The Department of Justice clarifies what constitutes a criminal violation of someone’s civil rights on their website:
“In general, it is the use of force, threats, or intimidation that characterize a federal criminal violation of an individual’s civil rights.”
The threat of using force to remove the man certainly appears to fall under this definition, but it should come as no surprise to anyone who has ever read the Winter Garden Police Department’s statement on their “values,” which reads in part
“A commitment to the organization, to our co-workers, to the City, and to the State, over and above the commitment to any particular individual or personal agenda.”
That’s right.
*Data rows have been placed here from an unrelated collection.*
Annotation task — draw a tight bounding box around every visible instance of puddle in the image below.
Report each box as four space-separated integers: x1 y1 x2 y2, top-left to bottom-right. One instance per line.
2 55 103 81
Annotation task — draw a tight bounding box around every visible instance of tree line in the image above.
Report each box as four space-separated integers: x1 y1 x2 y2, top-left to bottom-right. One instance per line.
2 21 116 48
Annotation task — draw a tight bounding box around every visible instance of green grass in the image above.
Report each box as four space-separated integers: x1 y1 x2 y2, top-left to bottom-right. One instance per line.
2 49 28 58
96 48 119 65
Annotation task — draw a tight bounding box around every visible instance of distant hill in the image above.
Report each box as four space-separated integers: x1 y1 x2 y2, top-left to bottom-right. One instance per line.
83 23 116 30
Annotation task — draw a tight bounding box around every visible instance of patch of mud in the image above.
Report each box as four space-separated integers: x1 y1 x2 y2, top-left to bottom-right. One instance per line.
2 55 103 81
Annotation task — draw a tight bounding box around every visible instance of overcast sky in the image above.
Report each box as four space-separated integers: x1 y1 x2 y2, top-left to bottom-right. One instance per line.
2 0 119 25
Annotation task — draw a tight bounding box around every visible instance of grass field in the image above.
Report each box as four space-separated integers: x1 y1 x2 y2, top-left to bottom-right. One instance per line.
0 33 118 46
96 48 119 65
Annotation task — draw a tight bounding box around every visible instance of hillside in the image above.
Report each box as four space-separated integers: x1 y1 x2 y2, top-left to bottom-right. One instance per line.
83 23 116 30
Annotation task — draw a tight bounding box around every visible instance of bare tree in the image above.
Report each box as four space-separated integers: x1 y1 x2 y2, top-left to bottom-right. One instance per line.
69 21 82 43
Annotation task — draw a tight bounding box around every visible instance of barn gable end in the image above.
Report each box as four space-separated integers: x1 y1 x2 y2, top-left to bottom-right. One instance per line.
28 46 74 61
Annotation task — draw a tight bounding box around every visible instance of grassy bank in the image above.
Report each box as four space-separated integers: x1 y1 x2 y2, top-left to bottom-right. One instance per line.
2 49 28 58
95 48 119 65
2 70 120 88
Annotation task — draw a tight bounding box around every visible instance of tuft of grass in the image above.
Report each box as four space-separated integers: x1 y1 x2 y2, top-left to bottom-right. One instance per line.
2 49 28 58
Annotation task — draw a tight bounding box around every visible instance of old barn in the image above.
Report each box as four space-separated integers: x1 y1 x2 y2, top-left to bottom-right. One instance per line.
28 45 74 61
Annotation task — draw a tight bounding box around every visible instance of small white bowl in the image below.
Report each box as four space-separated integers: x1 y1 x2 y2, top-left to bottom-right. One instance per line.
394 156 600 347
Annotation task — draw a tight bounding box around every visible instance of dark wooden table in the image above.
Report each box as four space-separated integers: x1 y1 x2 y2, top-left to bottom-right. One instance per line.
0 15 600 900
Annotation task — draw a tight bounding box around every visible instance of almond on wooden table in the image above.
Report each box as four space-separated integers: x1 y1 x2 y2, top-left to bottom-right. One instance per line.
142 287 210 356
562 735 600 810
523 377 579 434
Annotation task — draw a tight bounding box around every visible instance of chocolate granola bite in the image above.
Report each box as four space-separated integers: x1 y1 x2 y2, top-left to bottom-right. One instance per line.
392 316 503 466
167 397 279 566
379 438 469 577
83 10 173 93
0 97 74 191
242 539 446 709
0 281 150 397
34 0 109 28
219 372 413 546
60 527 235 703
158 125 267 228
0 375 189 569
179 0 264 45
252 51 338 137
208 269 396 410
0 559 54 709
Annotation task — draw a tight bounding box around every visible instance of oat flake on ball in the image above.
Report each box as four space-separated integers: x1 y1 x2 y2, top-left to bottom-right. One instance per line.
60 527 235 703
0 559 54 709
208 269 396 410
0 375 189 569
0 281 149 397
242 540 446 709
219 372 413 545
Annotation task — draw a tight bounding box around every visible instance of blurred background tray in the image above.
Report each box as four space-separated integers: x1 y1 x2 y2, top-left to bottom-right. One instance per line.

The Winter Garden Police Department comes first, then fellow cops, then the City (capitalized because it is obviously of Divine origin), and finally the state. At no point does it mention the citizens. In fact, it goes out of its way to say that the individual means nothing. Nowhere in the entire creedo is any mention of the citizens made, with the exception of the above. At least the department is open and honest about serving simply as hired thugs to be used by the local government to oppress people.
Whether or not Mr. Richardson’s actions were in good taste can be debated. What cannot be debated is his legal right to attend open government meetings and his Constitutional right to be free from the coercive tactics of a police state demanding obedience. This was not a small infraction. This is no different than the Soviet Union’s demand that people worship the Communist Party. If a citizen didn’t, they were not allowed to participate in government.
Please save the emails and comments stating that our Founding Fathers wrote this for a reason. They didn’t. The Pledge, as we know it today, was adopted just 60 years ago. That was when the phrase “under God” was added to combat the Godless communists. The first time it was adopted by the government was in 1923. The people that framed the nation would have never approved of a pledge of allegiance to the government. After all, they knew all too well that sometimes it is necessary to disobey a government, or even overthrow one.
Thomas Jefferson once wrote something very fitting for this article:
“Rightful liberty is unobstructed action according to our will within limits drawn around us by the equal rights of others. I do not add ‘within the limits of the law’ because law is often but the tyrant’s will, and always so when it violates the rights of the individual.”
Certainly, Mr. Richardson’s remaining seated while silent did not interfere with the equal rights of others. Before a reader invokes the power of the Founding Fathers’ will, understand that they would have stayed seat alongside Mr. Richardson. Jefferson would not have even approved of Mr. Richardson’s tax dollars being used to further such a ritual.
“To compel a man to furnish funds for the propagation of ideas he disbelieves and abhors is sinful and tyrannical.”
If Jefferson believed that the mere use of tax dollars is tyrannical, what would he think of forcing a man to stand for something he does not believe in?